Lifehouse Chronicles
(Eel Pie)
The bootlegs never hinted at the breadth and depth of Pete Townshend's aborted, now-mythological Lifehouse. The demos, which have circulated for nearly 30 years, were just that -- sparse, shadowy approximations of songs that would go on to appear on Who's Next (all the old golden-oldies were there, from "Baba O'Riley" to "Won't Get Fooled Again" to "Behind Blue Eyes") and a few other Who releases. They sounded familiar in illicit demo form, but not yet fully shaped -- Pete Townshend's children, still wearing their baby fat and still walking on stubby, shaky legs. Yes, we diehard acolytes had heard of Lifehouse, though we had no idea what it was -- a record, a movie, something else entirely. Even Townshend, who proselytized about it to anyone with a tape recorder, lost sight of his original vision. So Lifehouse died, got chopped up, its bits parceled out to other records.

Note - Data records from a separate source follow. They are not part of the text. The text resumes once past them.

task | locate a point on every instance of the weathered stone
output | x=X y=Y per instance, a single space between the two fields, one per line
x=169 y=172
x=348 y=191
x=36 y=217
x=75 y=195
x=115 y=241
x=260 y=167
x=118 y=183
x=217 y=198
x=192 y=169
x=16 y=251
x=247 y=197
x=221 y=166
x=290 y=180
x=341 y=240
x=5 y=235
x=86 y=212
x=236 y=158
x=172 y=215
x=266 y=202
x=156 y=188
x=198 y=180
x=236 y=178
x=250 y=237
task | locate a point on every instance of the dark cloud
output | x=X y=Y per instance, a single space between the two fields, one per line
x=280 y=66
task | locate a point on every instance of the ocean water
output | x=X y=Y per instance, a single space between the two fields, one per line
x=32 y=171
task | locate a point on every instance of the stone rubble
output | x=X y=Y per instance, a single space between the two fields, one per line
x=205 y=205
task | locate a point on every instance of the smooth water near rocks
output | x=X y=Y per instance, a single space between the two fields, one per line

But 30 years on, it surfaces once more, in no less than a grandly packaged six-disc boxed set available only through Townshend's Web site (www.eelpie.com) for $87. And, no, it's still impossible to tell quite what Lifehouse is about, even if discs five and six contain in its entirety the BBC Radio play, performed December 4, 1999 (the nifty booklet included with the package even contains the script, which is lucid and absolutely impenetrable). But that's hardly the point: The collection is worth owning not for some story about futuristic humans plugged into a life-galvanizing, music-providing Grid, but for Townshend's music. Discs one through four are revelatory, thrilling, astonishing, heartbreaking, and confounding all at once. Listen only to the version of "Teenage Wasteland" that opens the first disc: Before Townshend got synth-happy, "Baba O'Riley" was a piano-heavy ballad that sounds like something meant instead for Quadrophenia; it's beautiful, intimate, the warmest thing Townshend ever laid to tape -- a plea instead of a warning cry.

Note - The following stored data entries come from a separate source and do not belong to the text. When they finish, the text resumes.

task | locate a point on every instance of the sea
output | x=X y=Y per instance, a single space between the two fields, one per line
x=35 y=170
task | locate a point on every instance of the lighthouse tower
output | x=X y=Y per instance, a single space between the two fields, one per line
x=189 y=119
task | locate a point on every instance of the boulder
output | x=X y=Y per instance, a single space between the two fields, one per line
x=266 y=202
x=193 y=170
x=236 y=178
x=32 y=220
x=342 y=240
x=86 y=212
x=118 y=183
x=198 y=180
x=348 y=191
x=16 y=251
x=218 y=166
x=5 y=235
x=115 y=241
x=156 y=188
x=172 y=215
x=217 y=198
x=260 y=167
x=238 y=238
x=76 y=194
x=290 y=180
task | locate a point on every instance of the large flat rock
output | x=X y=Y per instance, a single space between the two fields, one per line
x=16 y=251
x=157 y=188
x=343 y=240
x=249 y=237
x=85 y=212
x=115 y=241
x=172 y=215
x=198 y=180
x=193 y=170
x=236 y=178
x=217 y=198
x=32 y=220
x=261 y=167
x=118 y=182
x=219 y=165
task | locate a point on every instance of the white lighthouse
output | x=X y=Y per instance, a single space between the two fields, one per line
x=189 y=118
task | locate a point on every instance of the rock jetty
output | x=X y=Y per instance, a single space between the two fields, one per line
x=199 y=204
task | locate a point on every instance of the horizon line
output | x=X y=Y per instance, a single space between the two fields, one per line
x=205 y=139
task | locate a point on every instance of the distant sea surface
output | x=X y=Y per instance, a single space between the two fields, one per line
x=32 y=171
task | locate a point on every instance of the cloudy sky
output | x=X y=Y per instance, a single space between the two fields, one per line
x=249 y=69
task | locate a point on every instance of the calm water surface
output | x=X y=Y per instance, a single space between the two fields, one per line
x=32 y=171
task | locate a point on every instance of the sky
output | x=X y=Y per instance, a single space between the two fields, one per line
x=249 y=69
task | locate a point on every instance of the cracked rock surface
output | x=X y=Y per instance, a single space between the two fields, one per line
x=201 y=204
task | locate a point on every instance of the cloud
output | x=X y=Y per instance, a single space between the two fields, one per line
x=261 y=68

Discs one and two contain the original Lifehouse demos, including several songs written for Who Are You. Disc four is Townshend's "classical" album: The London Chamber Orchestra performs material by the likes of Scarlatti, Purcell, and, yes, Townshend ("Baba" turns into a symphony, and nothing on Tommy ever came so close to heaven). Disc three, in some ways the most essential, features new takes on oldies: "Who Are You" and "Won't Get Fooled Again" get the remix treatment, sounding at once familiar and alien -- imagine The Who getting worked over by Primal Scream. A whole career awaits him, turning arena-rockers into dance-floor ass-grinders. He never again need strap on the guitar and play dinosaur. The man can still shove yesterday toward tomorrow.